Noora Miettinen explores picture books that visually impaired children experience through touch rather than sight. Such books have been produced in Finland for about 25 years. Irmeli Holstein, who is a librarian at the specialist library Celia, says that: ”these books are as important for the visually impaired as regular picture books are for children who can see”. Yet, there is a constant lack of these kinds of books.
Mari Taneli investigates easy reader books and especially easy reader adaptations. Although Finns do well in literacy tests, 4-7 % needs books that are easy to read. The first Finnish easy reader textbooks were published in 1979, whereas the publication of easy reader fiction took off in the mid 1980s. There at, at present, about 250 easy reader books for children and adults, but in Taneli’s opinion the books adapted seem to be chosen rather randomly.
Susanna Ylönen writes about Heinrich Hoffmann’s Shock-Headed Peter (Der Struwwelpeter, 1844), which is not only a book about unruly children but also an “unruly book”. Its moral, tragic and cruel stories are presented humorously and cheerfully. The naughtiness and hyperbolic jokes concern both child and adult characters and the work is deliberately satirical. Hoffmann was dissatisfied with the children’s books available at the time and created his own stories in opposition to the prevailing tradition.
Marja Salonen explores Raul Roine’s and Rudolf Koivu’s cartoon Esko ja Osku, which was published in the magazine Säästäjä in 1939. The comic strip features dream adventures travelling to e.g. Italy, Japan, Africa and the moon. Salonen studies the illustrations from a psychoanalytical angle. She also identifies influences from Japonism at the turn of the century, as well as from films Koivu saw and impressions he got from his trips to Italy.

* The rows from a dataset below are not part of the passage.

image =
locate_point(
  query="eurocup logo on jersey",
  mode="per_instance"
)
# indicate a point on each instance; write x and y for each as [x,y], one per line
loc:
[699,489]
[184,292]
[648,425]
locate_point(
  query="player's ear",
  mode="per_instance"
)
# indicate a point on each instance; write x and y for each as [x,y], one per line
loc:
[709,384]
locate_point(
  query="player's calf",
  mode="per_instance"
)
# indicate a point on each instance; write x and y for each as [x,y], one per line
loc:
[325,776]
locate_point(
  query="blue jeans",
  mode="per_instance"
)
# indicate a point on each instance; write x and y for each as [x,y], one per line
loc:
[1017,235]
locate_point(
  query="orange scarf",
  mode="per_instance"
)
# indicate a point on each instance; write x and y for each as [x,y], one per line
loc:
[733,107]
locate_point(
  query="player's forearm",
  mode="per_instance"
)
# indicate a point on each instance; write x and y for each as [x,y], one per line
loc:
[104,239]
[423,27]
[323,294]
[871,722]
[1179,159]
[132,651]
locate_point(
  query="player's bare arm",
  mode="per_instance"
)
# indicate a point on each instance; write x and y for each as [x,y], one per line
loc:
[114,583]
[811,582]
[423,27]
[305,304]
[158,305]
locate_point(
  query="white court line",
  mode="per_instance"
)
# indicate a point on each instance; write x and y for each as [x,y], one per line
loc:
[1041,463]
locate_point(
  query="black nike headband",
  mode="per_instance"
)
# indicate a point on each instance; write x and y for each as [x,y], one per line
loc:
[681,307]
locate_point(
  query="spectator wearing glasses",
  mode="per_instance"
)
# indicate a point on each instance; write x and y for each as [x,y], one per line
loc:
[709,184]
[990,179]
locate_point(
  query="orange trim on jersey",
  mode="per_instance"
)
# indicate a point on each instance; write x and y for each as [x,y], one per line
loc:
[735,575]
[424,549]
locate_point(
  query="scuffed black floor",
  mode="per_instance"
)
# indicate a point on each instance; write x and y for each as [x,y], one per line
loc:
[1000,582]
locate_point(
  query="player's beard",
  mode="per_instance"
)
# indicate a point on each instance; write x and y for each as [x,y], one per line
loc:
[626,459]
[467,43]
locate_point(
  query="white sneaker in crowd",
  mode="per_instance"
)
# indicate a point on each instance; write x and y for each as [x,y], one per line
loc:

Award news: Lauri Törhönen has received the Topelius-award
for his young adult novel Sello ja pallo (Tammi 2009) and Anna-Mari
Kaskinen the Lydecken-award for her children’s book Tuulihattu ja tuhat
tarinaa (Kirjapaja 2009). Päivi Alasalmi has received the Kaarlen
päivän-award for her collection of fairy tales Turhamainen
aasi (Gummerus 2009) and Jukka Itkonen the Savonia-award for his collection
of poetry Laululinnun saarella (Kirjapaja 2009).